Herpesviren sind weit verbreitet und können vielfältige Auswirkungen auf den menschlichen Körper haben, insbesondere auf das Nervensystem. Dieser Artikel beleuchtet die verschiedenen Aspekte von Herpesviren in Bezug auf das Nervensystem, einschließlich Symptome, Diagnose, Behandlung und Prävention.

Einführung in Herpesviren

Herpesviren sind eine Familie von DNA-Viren, die sowohl Menschen als auch Tiere infizieren können. Es gibt über 200 bekannte Mitglieder dieser Familie, von denen neun für den Menschen spezifisch sind.
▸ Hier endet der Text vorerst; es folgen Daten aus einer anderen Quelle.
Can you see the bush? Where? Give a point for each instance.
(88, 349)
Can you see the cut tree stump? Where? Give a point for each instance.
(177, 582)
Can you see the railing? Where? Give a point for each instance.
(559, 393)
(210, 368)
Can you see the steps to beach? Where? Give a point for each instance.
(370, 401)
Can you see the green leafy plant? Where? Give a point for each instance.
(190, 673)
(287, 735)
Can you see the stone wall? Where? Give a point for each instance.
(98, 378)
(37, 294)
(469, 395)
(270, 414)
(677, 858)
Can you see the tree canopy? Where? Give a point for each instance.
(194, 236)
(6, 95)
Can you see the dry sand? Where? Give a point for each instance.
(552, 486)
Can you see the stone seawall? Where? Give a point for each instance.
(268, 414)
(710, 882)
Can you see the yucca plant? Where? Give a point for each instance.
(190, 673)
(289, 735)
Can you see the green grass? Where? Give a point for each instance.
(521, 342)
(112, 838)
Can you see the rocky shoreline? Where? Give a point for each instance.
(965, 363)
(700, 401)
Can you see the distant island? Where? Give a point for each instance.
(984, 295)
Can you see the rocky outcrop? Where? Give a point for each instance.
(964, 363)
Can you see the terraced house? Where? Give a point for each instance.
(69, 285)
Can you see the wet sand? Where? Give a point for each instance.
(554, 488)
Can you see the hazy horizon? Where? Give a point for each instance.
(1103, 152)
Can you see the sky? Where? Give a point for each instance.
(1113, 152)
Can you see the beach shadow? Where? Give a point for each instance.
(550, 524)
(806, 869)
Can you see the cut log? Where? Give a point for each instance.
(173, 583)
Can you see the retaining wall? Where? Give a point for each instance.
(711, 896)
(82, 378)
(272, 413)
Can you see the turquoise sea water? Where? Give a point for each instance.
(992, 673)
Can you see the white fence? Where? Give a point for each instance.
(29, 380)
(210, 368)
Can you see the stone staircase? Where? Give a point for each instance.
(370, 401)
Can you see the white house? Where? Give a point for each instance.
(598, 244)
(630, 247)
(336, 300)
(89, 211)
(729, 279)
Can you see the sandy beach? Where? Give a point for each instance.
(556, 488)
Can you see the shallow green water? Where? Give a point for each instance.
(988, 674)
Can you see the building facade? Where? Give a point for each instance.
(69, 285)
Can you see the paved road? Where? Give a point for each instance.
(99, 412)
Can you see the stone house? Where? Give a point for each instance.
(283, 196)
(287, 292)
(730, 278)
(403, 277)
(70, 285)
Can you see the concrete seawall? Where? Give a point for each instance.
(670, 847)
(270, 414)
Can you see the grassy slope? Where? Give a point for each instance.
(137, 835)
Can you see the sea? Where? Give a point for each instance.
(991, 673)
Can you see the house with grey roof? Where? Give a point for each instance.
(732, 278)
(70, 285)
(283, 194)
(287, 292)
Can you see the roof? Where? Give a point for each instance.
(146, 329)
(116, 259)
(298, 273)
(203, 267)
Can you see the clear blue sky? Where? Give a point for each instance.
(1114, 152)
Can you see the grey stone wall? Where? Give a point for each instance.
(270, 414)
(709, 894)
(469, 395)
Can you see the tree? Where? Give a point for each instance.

Zu diesen humanen Herpesviren (HHV) gehören:

  • Herpes-simplex-Viren Typ 1 (HSV-1) und Typ 2 (HSV-2)
  • Varizella-Zoster-Virus (VZV)
  • Epstein-Barr-Virus (EBV)
  • Cytomegalievirus (CMV)
  • Humane Herpesviren 6A (HHV-6A), 6B (HHV-6B) und 7 (HHV-7)
  • Kaposi-Sarkom-assoziiertes Herpesvirus (KSHV)

Diese Viren können verschiedene Krankheiten verursachen, darunter Lippenherpes, Genitalherpes, Windpocken, Gürtelrose, Pfeiffersches Drüsenfieber und bestimmte Krebsarten. Einmal mit einem Herpesvirus infiziert, verbleibt dieses lebenslang im Körper und kann bei einer Schwächung des Immunsystems reaktiviert werden.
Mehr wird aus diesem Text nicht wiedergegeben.